Small and midsize businesses will continue the recent trend of shifting their marketing budgets to digital advertising, performance-based platforms and customer-retention business solutions over the next five years, according to a U.S. SMB Spending Forecast by media and marketing consulting firm BIA/Kelsey. The report said this trend creates an increasingly large market opportunity for businesses serving SMBs and developing SMB tools.
By 2015, SMBs will allocate 30 percent of their marketing budgets to traditional advertising (down from 52 percent in 2010), with the remaining 70 percent going to digital/online media (mobile, social, online directories, online display and digital outdoor), performance-based commerce (pay-per-click, deals and couponing) and customer-retention business solutions (email, reputation and presence management, Websites, social marketing and calendaring/appointment-setting), the report predicted.
“With the advent of daily deals to drive customer acquisition, SMBs are now increasingly focused on leveraging technological solutions to engage, grow and retain a higher percentage of their customers,” said Neal Polachek, president of BIA/Kelsey. “As this trend accelerates, these SMBs will turn to outside providers-media companies as well as pure-play technology providers-to harness simple tools, which will enable them to maximize the long-term value of each new customer they acquire.”
Overall, U.S. SMB spending on media, marketing and business solutions will grow from $22.4 billion in 2010 to $40.2 billion in 2015, representing a compound annual growth rate (CAGR) of 12 percent, while SMB spending on traditional advertising will be essentially flat during the forecast period, experiencing a 0.6 percent CAGR, from $11.8 billion in 2010 to $12.1 billion in 2015, according to the report.
SMB spending on digital/online media will grow from $5.4 billion in 2010 to $16.6 billion in 2015 (at a 24.9 percent CAGR), and the report said SMBs would also increase spending on performance-based commerce and transaction platforms, from $1.7 billion in 2010 to $4.6 billion in 2015 (a 21.5 percent CAGR).
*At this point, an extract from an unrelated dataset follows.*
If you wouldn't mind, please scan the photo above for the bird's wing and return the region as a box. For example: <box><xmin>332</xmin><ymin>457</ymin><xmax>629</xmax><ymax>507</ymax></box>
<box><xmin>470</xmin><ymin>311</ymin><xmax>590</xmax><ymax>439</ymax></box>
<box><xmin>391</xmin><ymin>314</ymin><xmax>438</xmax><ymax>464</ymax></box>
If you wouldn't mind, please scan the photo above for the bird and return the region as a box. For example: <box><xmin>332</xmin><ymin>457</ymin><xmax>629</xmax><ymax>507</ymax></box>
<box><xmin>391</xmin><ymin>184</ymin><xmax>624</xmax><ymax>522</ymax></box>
Spending by SMBs on customer-retention business solutions will grow from $3.5 billion in 2010 to $6.9 billion in 2015 (14.6 percent CAGR).
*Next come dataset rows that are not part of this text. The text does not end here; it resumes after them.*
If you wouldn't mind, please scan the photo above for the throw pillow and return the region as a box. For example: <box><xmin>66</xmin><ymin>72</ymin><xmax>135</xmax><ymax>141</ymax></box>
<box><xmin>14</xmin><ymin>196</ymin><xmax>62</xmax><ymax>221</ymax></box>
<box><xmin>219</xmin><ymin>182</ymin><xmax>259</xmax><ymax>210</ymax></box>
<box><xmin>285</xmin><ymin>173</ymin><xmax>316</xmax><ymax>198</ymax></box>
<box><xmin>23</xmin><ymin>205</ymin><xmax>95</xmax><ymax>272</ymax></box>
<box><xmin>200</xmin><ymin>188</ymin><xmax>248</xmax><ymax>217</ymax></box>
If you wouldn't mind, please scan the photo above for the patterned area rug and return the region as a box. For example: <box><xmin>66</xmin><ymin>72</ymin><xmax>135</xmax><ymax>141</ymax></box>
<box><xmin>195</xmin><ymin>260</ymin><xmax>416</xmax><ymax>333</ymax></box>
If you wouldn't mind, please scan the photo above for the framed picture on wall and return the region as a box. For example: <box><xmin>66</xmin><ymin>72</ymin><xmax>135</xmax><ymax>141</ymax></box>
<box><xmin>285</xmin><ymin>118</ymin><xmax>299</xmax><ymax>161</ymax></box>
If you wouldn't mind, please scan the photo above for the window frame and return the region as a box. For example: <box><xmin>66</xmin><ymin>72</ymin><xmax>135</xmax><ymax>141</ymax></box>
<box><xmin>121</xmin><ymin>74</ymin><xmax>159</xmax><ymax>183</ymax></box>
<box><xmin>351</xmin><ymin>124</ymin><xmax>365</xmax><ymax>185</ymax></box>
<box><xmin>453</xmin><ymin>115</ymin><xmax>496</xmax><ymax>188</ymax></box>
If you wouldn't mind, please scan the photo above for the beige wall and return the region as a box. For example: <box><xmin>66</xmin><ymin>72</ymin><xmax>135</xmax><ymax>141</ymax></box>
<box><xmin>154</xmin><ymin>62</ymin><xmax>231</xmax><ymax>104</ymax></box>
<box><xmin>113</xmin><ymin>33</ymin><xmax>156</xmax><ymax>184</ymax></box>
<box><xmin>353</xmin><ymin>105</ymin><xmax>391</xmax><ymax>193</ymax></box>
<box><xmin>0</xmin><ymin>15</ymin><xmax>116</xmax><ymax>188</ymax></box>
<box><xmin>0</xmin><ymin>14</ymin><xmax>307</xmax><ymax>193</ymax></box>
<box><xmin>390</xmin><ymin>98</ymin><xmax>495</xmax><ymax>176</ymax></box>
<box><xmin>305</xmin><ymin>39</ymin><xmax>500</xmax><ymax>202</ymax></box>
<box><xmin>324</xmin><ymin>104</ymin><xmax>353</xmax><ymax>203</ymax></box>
“Our forecast clearly indicates that the allocation of SMB advertising and marketing dollars for acquiring and retaining customers will both shift and grow over the next five years,” said Mark Fratrik, vice president of BIA/Kelsey. “Traditional media companies and new upstarts that are actively building products and solutions in the areas of digital display, SEM/SEO [search-engine marketing/search-engine optimization], email marketing, calendaring, and other acquisition and retention tools will be in a good position to take full advantage of this substantive change in the overall SMB landscape.”
BIA/Kelsey’s U.S. SMB Spending Forecast is derived from the firm’s U.S. Local Media Annual Forecast and its proprietary Local Commerce Monitor study, which tracks the advertising and marketing spending habits of SMBs.